Il Duca aveva lasciato la Corte l’altro giorno per la Veneria dicendo d’aver ritrovo di caccia col cugino, l’abate Visconti, che veniva da Milano. La duchessa era rimasta a Torino accusando vapori al cervello, mettendosi a letto, facendosi anzi praticare due salassi consecutivi dal dottor Vinadi, che le prescrisse riposo per quindici giorni. Invece, nella notte successiva la Duchessa fu vista arrivare alla Veneria alle tre del mattino, in una berlina da viaggio, seguita da due governanti e da quattro staffieri. Balza al portone. Le guardie le proiettano in volto la lanterna rossigna, allibiscono, vietano il passo supplicando, implorano quasi piangendo la Duchessa di non salire: ne va della loro vita!
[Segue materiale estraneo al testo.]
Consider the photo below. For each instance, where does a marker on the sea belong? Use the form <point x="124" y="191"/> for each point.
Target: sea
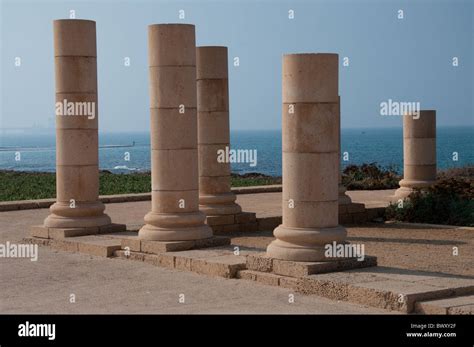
<point x="129" y="152"/>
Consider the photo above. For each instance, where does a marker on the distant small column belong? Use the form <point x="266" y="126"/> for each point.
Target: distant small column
<point x="175" y="214"/>
<point x="419" y="152"/>
<point x="344" y="199"/>
<point x="215" y="196"/>
<point x="77" y="170"/>
<point x="310" y="159"/>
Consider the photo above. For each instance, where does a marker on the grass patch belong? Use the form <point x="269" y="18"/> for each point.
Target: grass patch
<point x="370" y="177"/>
<point x="449" y="202"/>
<point x="16" y="185"/>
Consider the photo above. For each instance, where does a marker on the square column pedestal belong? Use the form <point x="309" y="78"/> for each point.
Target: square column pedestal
<point x="310" y="131"/>
<point x="77" y="210"/>
<point x="419" y="153"/>
<point x="175" y="214"/>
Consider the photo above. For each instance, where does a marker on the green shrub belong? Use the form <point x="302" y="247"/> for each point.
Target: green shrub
<point x="449" y="202"/>
<point x="370" y="177"/>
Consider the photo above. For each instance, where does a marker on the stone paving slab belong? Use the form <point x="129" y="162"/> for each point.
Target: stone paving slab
<point x="133" y="243"/>
<point x="212" y="262"/>
<point x="456" y="305"/>
<point x="385" y="288"/>
<point x="260" y="262"/>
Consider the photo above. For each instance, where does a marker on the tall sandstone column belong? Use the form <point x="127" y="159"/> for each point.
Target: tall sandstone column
<point x="175" y="214"/>
<point x="344" y="199"/>
<point x="77" y="171"/>
<point x="419" y="152"/>
<point x="215" y="196"/>
<point x="310" y="158"/>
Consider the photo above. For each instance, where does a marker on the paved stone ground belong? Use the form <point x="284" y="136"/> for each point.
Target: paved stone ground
<point x="116" y="286"/>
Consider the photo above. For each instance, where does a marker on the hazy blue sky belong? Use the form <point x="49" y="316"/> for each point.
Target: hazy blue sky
<point x="402" y="60"/>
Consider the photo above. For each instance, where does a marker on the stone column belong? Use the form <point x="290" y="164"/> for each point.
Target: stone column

La Duchessa legge la verità negli occhi dei soldati tremanti, spezza la catena delle braccia robuste, balza su per le scalee, irrompe nelle sale.  E poi? Poi nessuno ha visto. Qualcuno ha sentito. Dalla grande camera d’angolo detta l’Alcova delle tre Grazie — pure attraverso le finestre chiuse — giungevano le strida della Marchesa di Cavour, la voce convulsa del Duca, la voce irriconoscibile della giovane Duchessa. Poi più nulla. Fu vista uscire la Duchessa livida, disfatta, fu vista raggiungere barcollando la berlina e la berlina partire di gran carriera, seguìta dai quattro staffieri a cavallo. La Duchessa è ritornata in Francia. Torino è annichilita. Passano due, tre, quattro giorni. La notizia è ormai diffusa nella nobiltà, nella borghesia, nel contado; la Duchessa è in Francia! No! Non è vero, impone di credere un ordine di Corte, affisso sulla piazza del Castello. La Duchessa è sofferente e tiene il letto da quindici giorni, si celebrerà anzi un Te Deum per implorare dal cielo la sua certa guarigione. Ma nessuno crede a quella commedia, la verità è risaputa; la Duchessa tradita è ritornata presso la sua famiglia d’oltr’Alpe come una bourgeoise qualunque che ritorna dai suoi. Ma al quinto giorno un’altra notizia sbigottisce Torino: la Duchessa rientrerà fra poche ore in citta! Non è stata ammalata, è stata a diporto fino a Chambéry, impone di credere un nuovo avviso di Corte. Il popolo esulta, ma anche in questo è risaputa ben presto tutta la verità. Uno squadrone, dopo la fuga notturna della Duchessa, s’è precipitato, per ordine del Duca, sulle tracce della fuggitiva, ha costretto con le armi spianate la berlina reale a far ritorno a Torino. E la Duchessa ritorna pallida, disfatta, rientra in Torino sorridendo debolmente alla folla plaudente.